🤖 AI Summary
Large language models (LLMs) applied to PDDL planning rely heavily on manually crafted natural-language prompts, hindering scalability and reproducibility of evaluation. Method: We propose the first fully automated PDDL→NL prompt generation framework, integrating PDDL syntactic parsing, semantic alignment, and LLM-based meta-prompt optimization to enable end-to-end translation from formal domain descriptions into high-quality instructional prompts. Contribution/Results: Experiments demonstrate that our automatically generated prompts achieve action-selection performance on par with human-written prompts across multiple canonical PDDL domains. Moreover, they enable the largest and most comprehensive LLM-PDDL planning benchmark to date—systematically evaluating generalization capabilities and exposing fundamental limitations of current LLMs in symbolic planning tasks. This framework eliminates manual prompt engineering, enhances experimental rigor, and facilitates large-scale, reproducible assessment of LLMs on formal planning problems.
📝 Abstract
Large language models (LLMs) have revolutionized a large variety of NLP tasks. An active debate is to what extent they can do reasoning and planning.

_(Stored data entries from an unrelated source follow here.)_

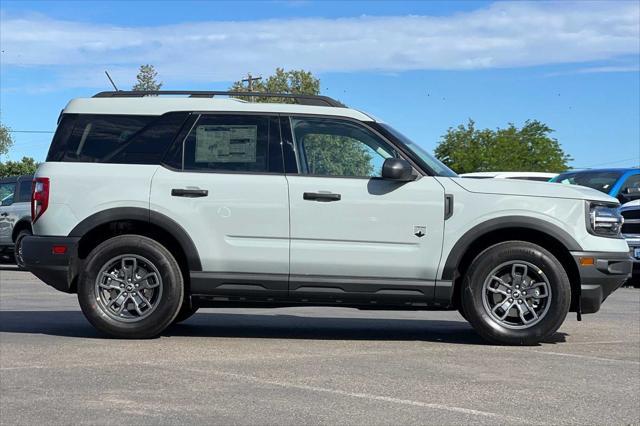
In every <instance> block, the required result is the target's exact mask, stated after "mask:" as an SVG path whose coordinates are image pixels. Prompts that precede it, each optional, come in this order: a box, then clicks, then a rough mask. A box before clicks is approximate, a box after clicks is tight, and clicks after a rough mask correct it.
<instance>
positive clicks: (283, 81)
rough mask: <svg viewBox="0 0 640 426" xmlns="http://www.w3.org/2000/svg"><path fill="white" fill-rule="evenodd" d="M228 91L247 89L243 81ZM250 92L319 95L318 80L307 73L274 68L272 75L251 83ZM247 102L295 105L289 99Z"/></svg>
mask: <svg viewBox="0 0 640 426" xmlns="http://www.w3.org/2000/svg"><path fill="white" fill-rule="evenodd" d="M229 90H232V91H236V92H246V91H247V88H246V87H245V86H244V83H243V81H242V80H239V81H236V82H235V83H233V85H232V86H231V88H230V89H229ZM251 91H252V92H271V93H291V94H296V95H318V94H320V80H319V79H318V78H316V77H314V76H313V74H312V73H310V72H308V71H304V70H291V71H285V70H284V69H282V68H276V72H275V74H274V75H271V76H269V77H267V78H263V79H261V80H257V81H254V82H253V83H252V88H251ZM249 100H251V101H253V102H278V103H295V100H293V99H289V98H252V99H249Z"/></svg>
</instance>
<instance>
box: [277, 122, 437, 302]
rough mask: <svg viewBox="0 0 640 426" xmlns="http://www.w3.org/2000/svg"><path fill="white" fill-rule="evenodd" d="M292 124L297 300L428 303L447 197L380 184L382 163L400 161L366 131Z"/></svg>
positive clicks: (389, 144)
mask: <svg viewBox="0 0 640 426" xmlns="http://www.w3.org/2000/svg"><path fill="white" fill-rule="evenodd" d="M288 124H289V125H288V126H284V127H285V130H284V134H285V135H287V137H290V138H291V144H289V145H288V146H290V147H291V151H295V157H296V162H297V168H298V170H299V173H298V174H297V175H296V174H287V181H288V183H289V194H290V216H291V219H290V220H291V277H290V284H289V291H290V296H291V297H292V298H294V299H302V300H312V299H319V300H323V299H331V300H333V301H341V300H344V301H345V302H346V301H354V300H358V301H361V302H365V303H371V304H375V303H381V304H382V303H403V304H404V303H408V302H411V303H416V304H421V303H425V302H429V301H430V300H431V299H432V298H433V292H434V283H435V277H436V273H437V268H438V263H439V261H440V254H441V247H442V238H443V227H444V189H443V187H442V186H441V185H440V184H439V183H438V182H437V181H436V180H435V179H434V178H432V177H429V176H419V177H418V179H416V180H415V181H411V182H395V181H390V180H384V179H382V178H381V177H380V176H381V168H382V163H383V162H384V160H385V159H386V158H389V157H397V156H400V154H399V153H398V152H397V151H396V150H395V149H394V148H393V146H391V145H390V144H389V143H388V142H387V141H385V140H384V139H383V138H382V137H381V136H380V135H378V134H377V133H375V132H374V131H373V130H371V129H369V128H367V127H365V126H363V125H362V124H360V123H357V122H353V121H350V120H343V119H336V118H314V117H291V118H290V120H289V123H288ZM289 127H290V129H291V130H290V131H289V132H290V133H292V134H291V135H289V134H287V131H288V128H289ZM285 146H287V145H285ZM416 173H417V172H416Z"/></svg>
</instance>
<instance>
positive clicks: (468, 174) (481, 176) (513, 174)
mask: <svg viewBox="0 0 640 426" xmlns="http://www.w3.org/2000/svg"><path fill="white" fill-rule="evenodd" d="M555 176H557V173H545V172H473V173H463V174H461V175H460V177H475V178H482V177H486V178H508V177H511V178H514V177H548V178H552V177H555Z"/></svg>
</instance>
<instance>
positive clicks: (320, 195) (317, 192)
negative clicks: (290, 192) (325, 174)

Prior work has assessed the latter in the specific context of PDDL planning, based on manually converting three PDDL domains into natural language (NL) prompts. Here we automate this conversion step, showing how to leverage an LLM to automatically generate NL prompts from PDDL input. Our automatically generated NL prompts result in similar LLM-planning performance as the previous manually generated ones. Beyond this, the automation enables us to run much larger experiments, providing for the first time a broad evaluation of LLM planning performance in PDDL.